Boston Hospital Will Run Tests

On November 16, Brigham and Women’s Hospital in Boston, MA, announced that it’ll start a Phase 1 clinical trial of a nasally delivered Alzheimer’s vaccine in the next two weeks. The drug, Protollin, was originally developed as an enhancer for other vaccines – but then researchers found that Protollin itself seems to protect against Alzheimer’s.

Now, Brigham and Women’s will give the drug to a group of 16 patients between ages 60 and 85. All of them are generally healthy but show early symptoms of Alzheimer’s. They’ll each get two doses of Protollin, delivered a week apart.
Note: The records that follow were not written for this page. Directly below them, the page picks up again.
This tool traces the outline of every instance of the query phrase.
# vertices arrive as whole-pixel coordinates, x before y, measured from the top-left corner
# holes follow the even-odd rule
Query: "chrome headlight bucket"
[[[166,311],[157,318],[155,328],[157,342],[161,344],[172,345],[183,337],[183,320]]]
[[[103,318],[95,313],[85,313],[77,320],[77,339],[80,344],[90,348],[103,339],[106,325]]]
Drug Targets Brain Plaques

Protollin stimulates the immune system to produce antibodies. Tests with a mix of the drug and a flu vaccine show it produces 250 times more antibodies in mice than the vaccine alone. Researchers at the two drug companies who developed it – I-Mab Biopharma and Jiangsu Nhwa Pharmaceutical – believe giving Protollin to Alzheimer’s sufferers will activate nymph lodes in the neck, stimulating the production of white blood cells that will travel to the brain. There, they should target and destroy beta amyloid plaques that form in the brains of victims. With the plaques gone, they think the disease’s progress will be slowed or even reversed, allowing memory and brain function to return.

Hope for Millions?

Alzheimer’s disease is the leading cause of dementia, causing around two-thirds of all cases. Among Americans aged 85 or over, 1 in 3 suffer from it. Caring for Alzheimer’s victims costs the US an estimated $200 billion a year, and that figure is rising. The disease also causes huge suffering for sufferers and their families.
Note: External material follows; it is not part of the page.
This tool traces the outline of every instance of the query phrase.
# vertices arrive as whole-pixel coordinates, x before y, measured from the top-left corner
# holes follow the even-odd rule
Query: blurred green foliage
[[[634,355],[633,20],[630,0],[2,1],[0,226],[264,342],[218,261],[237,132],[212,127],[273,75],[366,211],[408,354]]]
Now, there could be hope on the horizon. If Protollin works as planned, it can slow the progress of the disease in people who already have symptoms – but, more importantly, it could protect those who have early-stage brain changes but aren’t showing symptoms yet, or vaccinate people in high-risk groups. That could wipe out the misery of slow, untreatable decline that blights the end of so many lives.

The Phase 1 trial announced Tuesday is mainly aimed at testing the safety of Protollin in human patients. If it’s a success, Phase 2 trials will follow, looking at how well the drug works on Alzheimer’s symptoms.